Putin asked the Council for Civil Society Development and Human Rights to draft such a law in September.

At a meeting with Council Chairman Mikhail Fedotov and Human Rights Ombudsman Vladimir Lukin on December 4, Putin agreed with the proposed terms of amnesty.

“Amnesty may be applied only to those persons who did not commit grave crimes or crimes connected with violent actions against representatives of the authorities, primarily law enforcement agencies,” the president said.

Putin instructed Fedotov and Lukin to “finalize the [amnesty] document together with State Duma deputies.”

“The decision should be balanced but definitely aimed at humanizing law enforcement practices,” the head of state added.
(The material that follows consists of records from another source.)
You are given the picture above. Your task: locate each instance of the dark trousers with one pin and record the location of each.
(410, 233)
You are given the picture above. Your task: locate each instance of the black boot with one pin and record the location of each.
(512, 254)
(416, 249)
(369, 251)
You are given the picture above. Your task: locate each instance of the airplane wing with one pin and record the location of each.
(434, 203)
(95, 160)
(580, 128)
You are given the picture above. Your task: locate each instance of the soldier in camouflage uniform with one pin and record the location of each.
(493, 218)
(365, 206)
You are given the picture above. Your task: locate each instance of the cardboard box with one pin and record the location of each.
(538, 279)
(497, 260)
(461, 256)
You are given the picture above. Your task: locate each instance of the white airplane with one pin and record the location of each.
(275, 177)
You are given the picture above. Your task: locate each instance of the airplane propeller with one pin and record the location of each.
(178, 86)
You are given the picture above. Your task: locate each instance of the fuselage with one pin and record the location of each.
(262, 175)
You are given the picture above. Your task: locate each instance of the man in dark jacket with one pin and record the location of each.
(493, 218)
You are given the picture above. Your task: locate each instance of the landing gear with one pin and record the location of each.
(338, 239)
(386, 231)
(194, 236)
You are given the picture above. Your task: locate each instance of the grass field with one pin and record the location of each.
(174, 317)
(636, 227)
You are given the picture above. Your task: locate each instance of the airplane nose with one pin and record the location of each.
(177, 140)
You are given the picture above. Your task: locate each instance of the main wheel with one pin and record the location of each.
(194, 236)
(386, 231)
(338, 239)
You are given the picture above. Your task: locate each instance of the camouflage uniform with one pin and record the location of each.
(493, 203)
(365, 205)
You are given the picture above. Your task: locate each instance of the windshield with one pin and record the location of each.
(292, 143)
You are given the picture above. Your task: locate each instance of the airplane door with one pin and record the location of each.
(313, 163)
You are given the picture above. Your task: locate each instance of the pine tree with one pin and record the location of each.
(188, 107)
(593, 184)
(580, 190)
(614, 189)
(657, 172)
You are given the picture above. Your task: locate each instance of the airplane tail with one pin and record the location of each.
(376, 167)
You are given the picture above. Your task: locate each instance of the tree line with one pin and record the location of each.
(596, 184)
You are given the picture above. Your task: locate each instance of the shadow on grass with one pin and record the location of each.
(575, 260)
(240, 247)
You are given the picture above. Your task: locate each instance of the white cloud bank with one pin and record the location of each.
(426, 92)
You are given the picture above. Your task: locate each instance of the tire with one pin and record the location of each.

“During your meeting with the Council on September 4, we raised the matter of declaring an amnesty to mark the 20th anniversary of Russia’s Constitution. You said then that this is something we need to think about, instructed the Council to draft proposals and gave us a deadline of October 15. On October 11, we discussed the draft proposals at a Council meeting. The proposals were approved by the majority of the Council’s members and were sent to the Presidential Executive Office,” Fedorov said.

“There are various points of view and differences in opinion regarding the details. But it is important that there is an understanding that everyone who has taken part in the discussions agrees in principle with the idea that the Constitution’s 20th anniversary is a fitting occasion to sum up some results and draw a line,” he said.

Fedotov believes that the amnesty may apply to as many as 100,000 persons.

At the same time, it is too early to name concrete persons who may be set free under an amnesty proposed in connection with the 20th anniversary of the Russian Constitution, the Kremlin said.

“It would be premature, imprudently and wrong,” presidential spokesman Dmitry Peskov said.

“There is obviously the general consensus that the amnesty may apply to those who did not commit violent crimes,” Peskov said. At the same time, he said: “It would be premature to say that the amnesty will apply to such and such concrete persons.”

“It would be imprudently and wrong to say so now. The document will be finalised and clear criteria will be determined. As the president has said, they will be determined through dialogue between the presidential administration and parliament and between experts and members of civil society,” the spokesperson said.